The source code of a major ransomware strain named Dharma has been put up for sale on two Russian hacker forums over the weekend.
The FBI, in a talk at the RSA security conference this year, ranked Dharma the second most lucrative ransomware operation in recent years, having extorted more than $24 million in payments from victims between November 2016 and November 2019.
Now, its source code is being sold for a price as low as $2,000 — which has security researchers on edge.
Several ransomware experts who spoke with ZDNet today said the sale of the Dharma ransomware code would most likely result in its eventual leak on the public internet, and to a wider audience. This, in turn, would result in the broader proliferation among multiple cybercrime groups, and an eventual surge in attacks.
The reason for everyone’s worries is that Dharma is an advanced ransomware strain, created by a knowledgeable malware author. Its encryption scheme is very advanced, and has been undecryptable since 2017.
To be more precise, the only times the ransomware was “decrypted” was after unknown individuals leaked the master decryption keys — and not because of an encryption flaw.
A short history of Dharma
The Dharma ransomware operation has a long and sinuous history. It initially started out under the name of CrySiS in the summer of 2016.
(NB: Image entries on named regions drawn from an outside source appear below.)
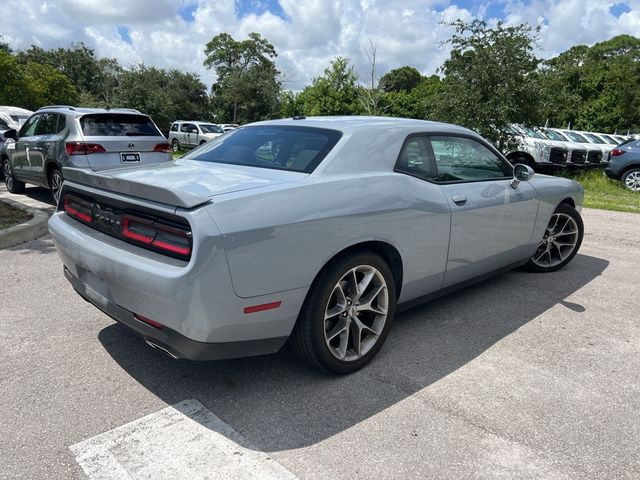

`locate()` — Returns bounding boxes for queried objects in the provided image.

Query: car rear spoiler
[62,167,210,208]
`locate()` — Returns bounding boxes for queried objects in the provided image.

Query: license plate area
[120,153,140,163]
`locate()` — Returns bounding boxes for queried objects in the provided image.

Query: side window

CrySis was a so-called Ransomware-as-a-Service (RaaS) operation. The CrySiS author created a service where customers (other criminal gangs) could generate their own versions of the ransomware to distribute to victims — usually via spam campaigns, exploit kits, or brute-force attacks on RDP endpoints.
After someone leaked the CrySiS master decryption keys online in November 2016, the CrySiS RaaS relaunched under the name of Dharma two weeks later.
While some Dharma master decryption keys were also leaked online in March 2017, Dharma operators didn’t rebrand this time around, and continued to operate undisturbed, building their RaaS into one of the biggest ransomware turnkey solutions in the criminal underworld.
For years, there has been a constant flow of new Dharma versions, as the ransomware received updates and new customers signed up to distribute it all over the globe, each spreading its own unique Dharma variation.
As the criminal underground adapted in 2018 and 2019 — from ransomware mass-distribution (via email spam) to targeted attacks (on corporate networks) — so did Dharma.
In the spring of 2019, a new ransomware strain called Phobos emerged online, used primarily in targeted attacks. Security researchers from Coveware and Malwarebytes were quick to point out that Phobos was nearly identical with Dharma.
But Dharma didn’t die out once the new Phobos branch was released. Michael Gillespie, a malware researcher at Emsisoft, and the creator of ID-Ransomware, told ZDNet that uploads to the ID-Ransomware service remained about 50-50 for both Dharma and Phobos throughout last year.
These stats are also confirmed by cyber-security firm Coveware, which said in a report that Dharma amounted for 9.3% of ransomware incidents in Q4 2019, while Phobos accounted for 10.7%.
Jakub Kroustek, threat intel lead at Avast, spotted three new Dharma versions this week alone, which means criminal groups are still finding Dharma’s code reliable and continue to use it even today, more than three years since its launch.
John Fokker, head of cyber investigations at McAfee, told ZDNet that the Dharma code had already been circulating in the hacker underground for quite some time and that it’s only now surfacing on more public forums.
Gillespie, who released tens of ransomware decrypters in the past and has even received an FBI award for his efforts, told ZDNet he’s been unable to find decryption flaws in Dharma in the past.
Fokker now hopes that the Dharma source code eventually finds its way into the hands of security researchers.
“If we (good guys) can get our hands on the source, we might be able to find some flaws,” Fokker told ZDNet today.